Advisors are aware of the potential risks clients might face when large portions of portfolios are concentrated in a few stocks. Some advisors, though, might be less certain of possible ways to diversify this risk when appropriate for clients. Michelle Black, wealth advisory senior manager at Capital Group Private Client Services, offers an insightful way for advisors to approach this question with clients and to form a strategy that fits clients’ objectives.
Hedging Concentrated Stock Positions
Michelle Black: Concentrated stock is often how many executives built their wealth, and our job as advisors is to help these clients maintain and grow that wealth. But, just because somebody has a concentrated position in a single stock, it doesn’t mean that they have to diversify. A lot of other factors need to be considered, and clients appreciate it when we take them through what those factors are to understand how much really needs to be sold.
Now, when diversification does make sense, the right strategy depends on the client’s objectives. Instead of an outright sale, private foundations and donor-advised funds are great for investors who are charitably inclined. Grantor Retained Annuity Trusts are great for investors who want to transfer wealth, and Charitable Remainder Trusts are useful for those who want to generate income and defer the capital gains tax.

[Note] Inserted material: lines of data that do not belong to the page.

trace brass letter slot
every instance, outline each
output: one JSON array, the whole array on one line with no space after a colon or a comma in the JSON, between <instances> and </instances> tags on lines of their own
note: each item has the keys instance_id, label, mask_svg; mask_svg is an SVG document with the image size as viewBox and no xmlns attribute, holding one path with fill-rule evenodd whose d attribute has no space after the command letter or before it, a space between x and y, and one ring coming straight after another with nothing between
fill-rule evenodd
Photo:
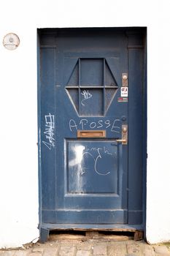
<instances>
[{"instance_id":1,"label":"brass letter slot","mask_svg":"<svg viewBox=\"0 0 170 256\"><path fill-rule=\"evenodd\" d=\"M77 138L106 138L106 131L77 131Z\"/></svg>"}]
</instances>

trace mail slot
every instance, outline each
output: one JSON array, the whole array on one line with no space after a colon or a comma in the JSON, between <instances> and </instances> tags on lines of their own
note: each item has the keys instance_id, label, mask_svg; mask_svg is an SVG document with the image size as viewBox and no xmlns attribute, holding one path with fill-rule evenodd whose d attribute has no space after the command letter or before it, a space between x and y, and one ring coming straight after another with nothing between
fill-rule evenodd
<instances>
[{"instance_id":1,"label":"mail slot","mask_svg":"<svg viewBox=\"0 0 170 256\"><path fill-rule=\"evenodd\" d=\"M106 131L77 131L77 138L106 138Z\"/></svg>"}]
</instances>

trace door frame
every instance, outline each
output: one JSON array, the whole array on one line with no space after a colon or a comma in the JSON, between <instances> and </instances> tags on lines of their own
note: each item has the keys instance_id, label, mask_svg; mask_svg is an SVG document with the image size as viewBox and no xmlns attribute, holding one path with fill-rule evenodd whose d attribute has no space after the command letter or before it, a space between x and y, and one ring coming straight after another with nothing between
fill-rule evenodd
<instances>
[{"instance_id":1,"label":"door frame","mask_svg":"<svg viewBox=\"0 0 170 256\"><path fill-rule=\"evenodd\" d=\"M115 31L125 31L127 34L142 33L143 34L143 49L144 49L144 69L143 69L143 94L142 94L142 105L143 105L143 117L142 117L142 170L143 170L143 178L142 178L142 201L143 201L143 224L142 225L136 226L136 225L115 225L115 228L111 228L112 230L142 230L144 231L144 238L146 238L146 198L147 198L147 28L146 27L123 27L123 28L77 28L77 29L37 29L37 102L38 102L38 176L39 176L39 228L40 231L40 240L43 242L45 241L49 235L50 230L53 229L68 229L64 225L58 225L55 227L53 225L43 225L42 222L42 162L41 162L41 80L40 80L40 37L42 33L53 34L57 33L58 30L65 30L70 31L72 30L93 30L100 31L101 29L110 29L113 32ZM139 48L139 45L134 45L134 48ZM129 51L129 48L128 48ZM90 225L86 225L88 227L85 230L90 230L92 227ZM97 225L96 225L97 226ZM98 225L99 226L99 225ZM101 227L98 227L98 230L104 229L101 225ZM114 225L112 225L114 226ZM70 229L72 227L70 226ZM81 229L77 225L77 228ZM105 228L106 230L106 228ZM110 228L108 227L108 230Z\"/></svg>"}]
</instances>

But, what about clients who don’t have wealth transfer or philanthropic goals? Well, clients could hedge those positions using protective puts and collars. They can generate additional profit by writing covered calls. They can monetize their position through the use of prepaid variable forwards, or they could use exchange funds to diversify without selling. But, each of these techniques comes with their own set of benefits and risks. You add value as an advisor by helping to explain these to the client so they can clearly understand the trade-offs before implementing any one of these strategies, and feel that they have made a well-informed decision about their concentrated stock holding.